I found myself skeptically questioning how it could all be true, much as I suppose Jesus’ hometown acquaintances might have done when they heard all the reports of the people who had witnessed his miracles and been transformed by his teaching. It would be difficult to stand aside and watch another take the starring role, especially when you knew them as just another kid on the block. And then to be told that you weren’t as special as you imagined because even one your biggest rivals could be the vehicle for bringing about the Kingdom…it must have all been too much. Feeling insignificant was enough to make the people of Nazareth so angry they were ready to destroy Jesus.
What simple, seemingly insignificant things does Jesus ask me to do when I am hoping for extraordinary challenges?
At our recent small faith sharing meeting, the facilitator asked us, “When do you find it easy and when is it hard to talk about your faith?” I can speak easily to another group of believers but what about those times when I am with people whose opinions I don’t know or who openly scoff at religion?

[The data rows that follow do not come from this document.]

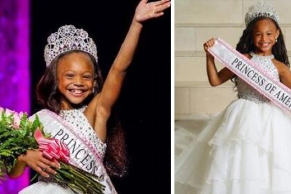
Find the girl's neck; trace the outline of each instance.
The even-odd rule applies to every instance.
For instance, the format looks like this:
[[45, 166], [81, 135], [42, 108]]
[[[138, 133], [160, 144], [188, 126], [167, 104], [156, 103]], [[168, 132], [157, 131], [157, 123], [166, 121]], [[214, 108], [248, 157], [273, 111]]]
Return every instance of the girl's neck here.
[[273, 54], [272, 53], [272, 50], [271, 51], [259, 51], [255, 49], [255, 51], [254, 51], [254, 53], [255, 53], [257, 55], [260, 55], [260, 56], [270, 56], [272, 55]]

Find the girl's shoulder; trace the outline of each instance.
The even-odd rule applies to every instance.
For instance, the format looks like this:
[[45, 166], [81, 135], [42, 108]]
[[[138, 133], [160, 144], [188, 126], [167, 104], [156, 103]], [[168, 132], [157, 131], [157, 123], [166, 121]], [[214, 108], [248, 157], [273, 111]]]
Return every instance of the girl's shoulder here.
[[252, 58], [252, 56], [249, 53], [242, 53], [242, 55], [247, 57], [249, 60]]
[[281, 73], [290, 71], [289, 67], [285, 64], [284, 64], [283, 62], [281, 62], [281, 61], [279, 61], [276, 59], [272, 59], [272, 62], [273, 62], [273, 64], [276, 67], [276, 68], [277, 69], [278, 73], [279, 74]]

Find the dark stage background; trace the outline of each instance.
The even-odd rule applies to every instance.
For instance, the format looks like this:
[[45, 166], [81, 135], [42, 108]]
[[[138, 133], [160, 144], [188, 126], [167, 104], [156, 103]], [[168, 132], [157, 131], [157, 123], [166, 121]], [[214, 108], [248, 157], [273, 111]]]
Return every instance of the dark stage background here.
[[[44, 72], [46, 38], [64, 24], [87, 30], [105, 77], [139, 1], [31, 1], [32, 94]], [[41, 107], [31, 99], [32, 113]], [[112, 179], [119, 193], [170, 193], [170, 10], [143, 25], [116, 104], [126, 132], [129, 173]]]

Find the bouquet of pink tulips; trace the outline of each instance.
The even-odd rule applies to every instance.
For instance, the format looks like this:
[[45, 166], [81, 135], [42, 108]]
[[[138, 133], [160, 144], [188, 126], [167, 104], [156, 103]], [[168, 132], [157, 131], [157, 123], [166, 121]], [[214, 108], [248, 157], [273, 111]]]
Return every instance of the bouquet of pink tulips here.
[[[97, 176], [69, 164], [67, 146], [57, 139], [50, 139], [49, 134], [43, 134], [37, 116], [30, 121], [25, 113], [17, 114], [0, 107], [0, 178], [5, 179], [19, 155], [26, 154], [28, 150], [39, 148], [48, 159], [59, 159], [61, 168], [55, 169], [57, 175], [53, 177], [57, 182], [75, 193], [103, 193], [104, 186], [98, 182]], [[47, 148], [50, 148], [48, 152]], [[54, 150], [57, 151], [51, 152]]]

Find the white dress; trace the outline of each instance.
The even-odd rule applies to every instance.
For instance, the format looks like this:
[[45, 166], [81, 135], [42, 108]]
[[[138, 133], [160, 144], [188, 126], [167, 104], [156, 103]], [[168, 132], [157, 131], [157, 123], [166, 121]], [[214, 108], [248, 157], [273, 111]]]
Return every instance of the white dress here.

One of the simplest, but most important, thing God asks of us is to tell others about him, to share the good news of the gospel. (see Matthew 28:19-20) How do I imagine I could be shot full of arrows when I won’t risk ridicule by speaking these truths to the unchurched? I need to ponder that.
Give me the grace and courage Lord to lead my daily life in a way that brings about your Kingdom, content to be the least significant of your servants.